How to replace a failed disk with Linux software RAID (mdadm)
Recently one of the disks died in a RAID1 setup which uses the excellent Linux software RAID (mdadm). Here is a quick overview of the steps to exchange the failed disk with a new one. Obviously you should replace the X in /dev/mdX with the proper number of your RAID device. The same applies to /dev/sddY. Replace it with the actual device and partition you are using. So don’t copy and paste these commands. All commands should be executed as root or with proper sudo rights.
Step 1 – mark broken disk as failed
sudo mdadm --fail /dev/mdX /dev/sddY
Step 2 – remove broken disk from array
madadm --remove /dev/mdX /dev/sddY
Step 3 – create partition on the new disk
You can partition the new disk manually using your favourite tool (fdisk, gparted, sfdisk, etc.). But it’s probably faster and less error prone to copy the partition from an existing RAID disk to the new disk. Here’s an example how to do that using sfdisk. Requirement: the disk must be smaller than 2TB and should not be using GPT.
sfdisk -d /dev/sdc | sfdisk /dev/sdd
Make sure that all the partitions that are part of the RAID set have the proper ‘fd’ ID (Linux RAID autodetect). And example to set the ID of partition 1, 2 and 3 on the new disk to ‘fd’:
for partition in 1 2 3; do sfdisk --change-id /dev/sdd $partition fd; done
Step 4 – add new disk to RAID array
mdadm --add /dev/mdX /dev/sddY
Step 5 – check status of RAID array
mdadm --detail /dev/mdX
Step 6 – increase speed of the rebuild
By default mdadm will rebuild the RAID array in the background.
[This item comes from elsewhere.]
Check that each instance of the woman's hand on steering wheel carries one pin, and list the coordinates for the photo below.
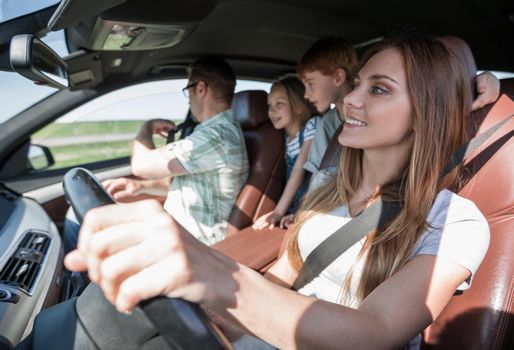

If you want to speed up the resync process you can change the values of:
/proc/sys/dev/raid/speed_limit_max
/proc/sys/dev/raid/speed_limit_min
For example to set the minimum resync speed to 150MB/s:
sudo echo 150000 >/proc/sys/dev/raid/speed_limit_min
You can watch the progress of the resync in a terminal with the following command:
watch -n 1 cat /proc/mdstat
Finally, for your next RAID setup also have a look at Partitionable RAID.